Enabling disabled people with support needs to employ personal assistants (PAs) – rather than relying on traditional care workers – can be empowering and liberating, but relationships with PAs “can sometimes go wrong”, according to new research.
The Personal Assistance Relationships study, led by the disabled academic Professor Tom Shakespeare (pictured), highlights the “complex” and “variable” nature of personal assistance relationships, and warns that they involve “a dynamic interplay of emotions, ethics and power”.
He told an event in London, held to launch the University of East Anglia research, that “personal assistance works” and that it provides disabled people with freedom and control.
But he added: “It is not straightforward, particularly for people who don’t come from the tradition of the disabled people’s movement.”
He told the launch event that personal assistance was “one of the revolutionary innovations of the disabled people’s movement”, alongside the concept of independent living.
As part of the study, the researchers interviewed 27 disabled employers of PAs, and three parents of PA employers, as well as 28 PAs.
In England, an estimated 65,000 disabled people employ 145,000 PAs.
The aim of the research – also carried out by Dr Andrea Stockl and Dr Tom Porter* – was to highlight “what makes a good PA relationship and how it can go wrong”.

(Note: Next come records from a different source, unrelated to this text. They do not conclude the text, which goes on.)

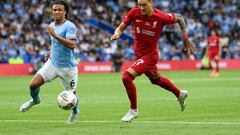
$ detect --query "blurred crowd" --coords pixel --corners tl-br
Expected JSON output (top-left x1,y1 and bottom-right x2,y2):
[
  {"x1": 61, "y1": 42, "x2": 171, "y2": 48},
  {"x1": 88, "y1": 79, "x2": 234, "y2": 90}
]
[{"x1": 0, "y1": 0, "x2": 240, "y2": 63}]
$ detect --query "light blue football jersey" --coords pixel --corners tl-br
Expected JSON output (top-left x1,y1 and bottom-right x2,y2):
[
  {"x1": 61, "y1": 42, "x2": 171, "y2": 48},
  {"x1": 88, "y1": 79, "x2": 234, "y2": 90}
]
[{"x1": 50, "y1": 20, "x2": 77, "y2": 68}]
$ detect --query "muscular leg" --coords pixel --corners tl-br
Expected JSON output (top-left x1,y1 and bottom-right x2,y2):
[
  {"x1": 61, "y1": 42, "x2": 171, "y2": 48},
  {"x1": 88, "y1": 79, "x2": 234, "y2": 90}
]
[
  {"x1": 20, "y1": 73, "x2": 44, "y2": 112},
  {"x1": 122, "y1": 68, "x2": 137, "y2": 109},
  {"x1": 29, "y1": 73, "x2": 44, "y2": 102},
  {"x1": 145, "y1": 71, "x2": 180, "y2": 97}
]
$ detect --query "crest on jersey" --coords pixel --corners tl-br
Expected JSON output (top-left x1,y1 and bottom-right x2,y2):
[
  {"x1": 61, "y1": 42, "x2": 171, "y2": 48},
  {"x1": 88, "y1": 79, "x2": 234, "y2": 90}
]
[
  {"x1": 145, "y1": 22, "x2": 150, "y2": 26},
  {"x1": 168, "y1": 13, "x2": 173, "y2": 20},
  {"x1": 153, "y1": 21, "x2": 157, "y2": 28},
  {"x1": 136, "y1": 27, "x2": 141, "y2": 34}
]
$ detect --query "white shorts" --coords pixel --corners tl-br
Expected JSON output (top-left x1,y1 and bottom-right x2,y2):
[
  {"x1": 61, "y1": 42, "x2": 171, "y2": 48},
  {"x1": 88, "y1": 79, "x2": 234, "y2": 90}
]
[{"x1": 37, "y1": 59, "x2": 78, "y2": 92}]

Many disabled employers they spoke to said that the relationship with the PA could not be too formal.
One said: “They’re doing quite personal things like showering you.
“They’ve got to be people you trust intimately and people that you know, very, very well, and because of that you’ve got that relationship going… I don’t differentiate between the friendship side of it and the work side of it. The two go together as far as I’m concerned.”
Another employer of PAs said that the need to disclose personal information to their PAs meant it was unrealistic to expect a distinction between “personal” and “professional”.
She said: “People know things about me that they wouldn’t know in any other circumstances.”
One PA said: “It’s not as if you are relating to your colleague at work or your boss at work, you are part of their daily routine and you get to know their most personal needs… you are in the person’s house and into their lives completely.”
But nearly all the employers and PAs who spoke to the researchers said they had encountered problems because of the informal nature of their relationships.
One PA said: “I was her sole employee, and everything rested on me and that wasn’t a good feeling.
“I just got way too involved with her. I feel like I would do things differently now.”
Many of those interviewed spoke of how there had been at least some conflict in their relationships.
One employer told the researchers about a PA who had struggled to make the transition from working in residential care to becoming a PA.
She said: “She was quite challenging to work with. She got very upset because in her experience working in a care home she was used to having bleach and certain materials locked away in a cupboard, and of course this being a private house I just had my bleach under the sink…
“Her whole attitude was very much that she knew what she was doing and I didn’t know what I was doing.”
The study calls for both disabled employers of PAs and their personal assistants to be given the “skills and knowledge” they need to make their relationships work.
Relationships with PAs are inevitably “emotionally complex”, the study concludes, and adds: “Emotions arise because the connections between the disabled person and his or her personal assistant(s) are often long-term, intimate working relationships.”
Shakespeare, Porter and Stockl say that this needs to be recognised by both employers and PAs.
It is also crucial to set boundaries, making it clear how the relationship between PA and employer will work in practice, as PAs may not want to share their private life, while the workplace is also the PA employer’s home.
And they say that conflict within personal assistance relationships is common. It is vital, they say, for both employers and PAs to be given “the skills and knowledge they need to manage these relationships effectively”.
They make a number of recommendations for disabled people employing PAs, for PAs themselves, and for policy-makers and public bodies.
Among those recommendations is a call for greater efforts to bring people into the PA workforce, as a lack of choice for disabled people can force them to employ unsuitable PAs.
They also call for funding for training for both PAs and their employers, which could include training PAs in the social model of disability, and peer support – again, for both PAs and employers – to help with the potential isolation caused by personal assistance, and for both employers and PAs to have access to independent legal advice.